The Cost of the Empty Chair
Let us return to the human scale, because geopolitics is ultimately just the study of where people live and how they die.
Imagine a continent ten years from now where this council was never formed. The year is 2036. The fragmentation has deepened. Individual European nations, realizing that Brussels cannot protect them in a crisis, have begun making separate, private peace deals with global superpowers.
A small state in the east agrees to install foreign-controlled 6G surveillance infrastructure in exchange for a guaranteed energy supply during a freezing winter.
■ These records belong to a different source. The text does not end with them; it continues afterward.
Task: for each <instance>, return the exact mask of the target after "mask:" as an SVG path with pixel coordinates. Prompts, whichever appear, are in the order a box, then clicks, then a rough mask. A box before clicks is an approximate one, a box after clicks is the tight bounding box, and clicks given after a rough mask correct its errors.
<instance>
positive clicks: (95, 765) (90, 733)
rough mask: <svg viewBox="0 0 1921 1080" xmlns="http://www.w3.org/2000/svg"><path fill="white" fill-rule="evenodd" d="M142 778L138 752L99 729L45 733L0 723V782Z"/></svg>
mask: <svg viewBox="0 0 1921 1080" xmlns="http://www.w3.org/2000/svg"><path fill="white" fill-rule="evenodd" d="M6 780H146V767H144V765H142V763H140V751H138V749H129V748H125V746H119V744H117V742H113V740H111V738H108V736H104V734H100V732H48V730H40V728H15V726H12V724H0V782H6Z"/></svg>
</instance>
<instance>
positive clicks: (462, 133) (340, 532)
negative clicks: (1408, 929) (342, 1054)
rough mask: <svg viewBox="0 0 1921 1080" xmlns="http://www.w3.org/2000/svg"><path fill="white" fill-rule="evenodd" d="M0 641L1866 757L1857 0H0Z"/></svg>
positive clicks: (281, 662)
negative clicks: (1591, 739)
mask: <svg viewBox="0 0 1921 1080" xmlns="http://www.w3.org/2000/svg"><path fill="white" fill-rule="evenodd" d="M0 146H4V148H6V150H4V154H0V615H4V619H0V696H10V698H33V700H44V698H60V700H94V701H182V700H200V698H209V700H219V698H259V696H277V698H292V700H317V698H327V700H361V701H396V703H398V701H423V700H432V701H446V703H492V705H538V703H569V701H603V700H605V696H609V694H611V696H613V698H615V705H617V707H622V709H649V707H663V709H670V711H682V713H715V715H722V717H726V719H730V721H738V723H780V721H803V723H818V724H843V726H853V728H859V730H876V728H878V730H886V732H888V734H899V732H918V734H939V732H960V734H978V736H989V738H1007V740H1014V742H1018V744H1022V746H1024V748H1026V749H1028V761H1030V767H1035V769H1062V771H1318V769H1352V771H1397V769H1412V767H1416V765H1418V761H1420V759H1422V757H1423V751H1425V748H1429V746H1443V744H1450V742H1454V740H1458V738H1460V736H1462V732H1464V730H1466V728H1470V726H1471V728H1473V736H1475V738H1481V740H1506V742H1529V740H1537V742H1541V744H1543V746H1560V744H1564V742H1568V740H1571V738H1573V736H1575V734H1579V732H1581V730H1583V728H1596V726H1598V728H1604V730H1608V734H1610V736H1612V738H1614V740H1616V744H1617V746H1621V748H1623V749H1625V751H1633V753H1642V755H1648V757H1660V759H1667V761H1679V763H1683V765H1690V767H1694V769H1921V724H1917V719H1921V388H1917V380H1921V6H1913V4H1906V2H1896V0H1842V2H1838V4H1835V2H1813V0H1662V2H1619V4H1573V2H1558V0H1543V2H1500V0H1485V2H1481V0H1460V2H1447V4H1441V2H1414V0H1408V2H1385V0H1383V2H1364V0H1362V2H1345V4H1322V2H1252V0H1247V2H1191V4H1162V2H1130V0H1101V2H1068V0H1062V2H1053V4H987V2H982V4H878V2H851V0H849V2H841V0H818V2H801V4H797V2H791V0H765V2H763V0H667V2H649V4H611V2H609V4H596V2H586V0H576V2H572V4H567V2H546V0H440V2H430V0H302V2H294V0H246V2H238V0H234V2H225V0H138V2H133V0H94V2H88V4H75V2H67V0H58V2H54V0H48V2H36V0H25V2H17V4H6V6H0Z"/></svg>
A southern nation leases its primary deep-water port to a hostile navy to bail out its failing pension system. The map of Europe remains the same on paper, but underneath, the fabric has been eaten away by termites.
Elena is still working in Tallinn, or somewhere like it. But she no longer reports the anomalies. Why bother? She knows that if she raises the alarm, the report will simply sit in an inbox in a city hundreds of miles away, waiting for a meeting that will happen long after her world has changed.
We have spent decades treating peace as a permanent climate rather than a fragile ecosystem that requires constant, aggressive maintenance. We believed the treaties would protect us. We believed the trade agreements would civilize our neighbors.
The lights did not stay on in Riga that Tuesday because we were smart; they stayed on because the adversary decided to turn them back on as a warning. It was a test run. A demonstration of concept. They wanted to see how long it would take for the giant to wake up.
The giant did not even roll over.
The next time, there will be no warning. The screens will go dark, the cables will snap, and the decisions will be made for us while we are still searching for a room where everyone agrees. The table is already built. The chairs are waiting. We only need the courage to sit down, close the door, and finally learn how to speak with a single, unbroken voice.